When the market is between 10 and 50 (out of 100) in terms of market level, capital appreciation for the next year averages 10.5%. From 50 to 90, it averages 3.5%, to which one could add the dividends. So we have now crossed the threshold into an area of lower expected returns, something on the order of 5.5% to 6.0%. There is no market level that doesn't have a positive expected one year return.

Measuring Risk

A primary cause of negative equity investment returns is financial stress. Here is financial stress, as measured by the STLFSI:

I did a study on this topic, and published the results here on Seeking Alpha. Here's a table, relating stress level to forward returns, again for one year:

Briefly, when financial stress is between 0 and -1, forward returns are very attractive at 11.8%, and positive 85.7% of the time. That's the power of the Fed.

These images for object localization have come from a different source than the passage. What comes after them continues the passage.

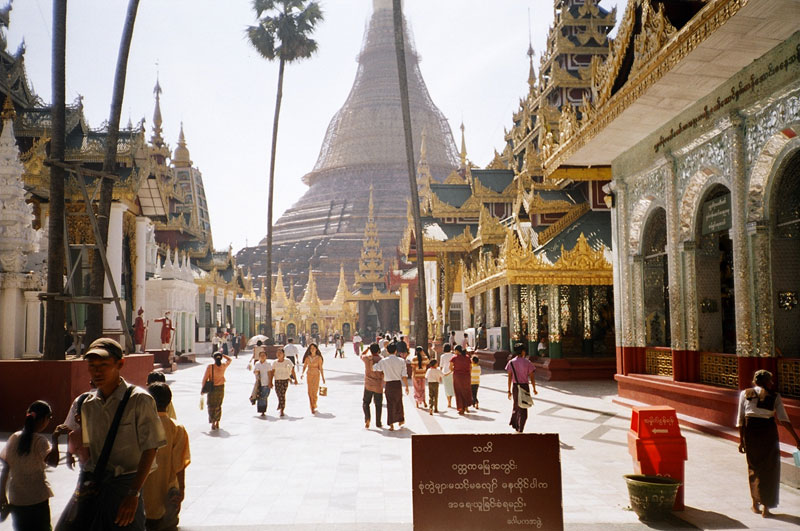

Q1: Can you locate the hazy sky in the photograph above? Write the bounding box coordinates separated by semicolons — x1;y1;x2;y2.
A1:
9;0;622;253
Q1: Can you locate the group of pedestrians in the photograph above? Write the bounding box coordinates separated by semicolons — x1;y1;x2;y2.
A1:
200;340;327;429
1;337;191;531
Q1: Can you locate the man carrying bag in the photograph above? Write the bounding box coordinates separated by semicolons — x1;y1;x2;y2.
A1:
57;338;166;531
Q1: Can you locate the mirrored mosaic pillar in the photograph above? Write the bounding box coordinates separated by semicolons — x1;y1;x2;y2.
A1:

By way of a cautionary statement, when financial stress is extremely low, forward returns are negative. That's the Fed for you, or lack of prudential regulation of financial services.

Business Conditions

Let's take a look at business conditions, as measured by the Philly Fed.

Conditions are positive. As a practical matter, one year forward returns are not as sensitive to business conditions as one would imagine. They are better when conditions are above average, 0 to 1, and poorer when below average, 0 to -1, but nothing to hang your hat on for investment decision making. Again, a cautionary statement: when business conditions are extremely good, one year forward returns are poor.

Investment Implications

Financial Stress and Business Conditions portray relatively low risk, and are at levels associated with acceptable one year forward returns. Market level is at the midpoint, and at a level associated with relatively weak forward returns.

I've been transitioning my portfolio from an emphasis on Deep Value toward a strategy based on selecting from among stocks with Dividend Growth credentials. Based on my interpretation of the information discussed above, I expect to have time to make the transition in an orderly fashion. Meanwhile, I'm building a hedge with deep in the money S&P 500 puts, while volatility is low and premiums are affordable. I add to the hedge each time SPY advances by $1.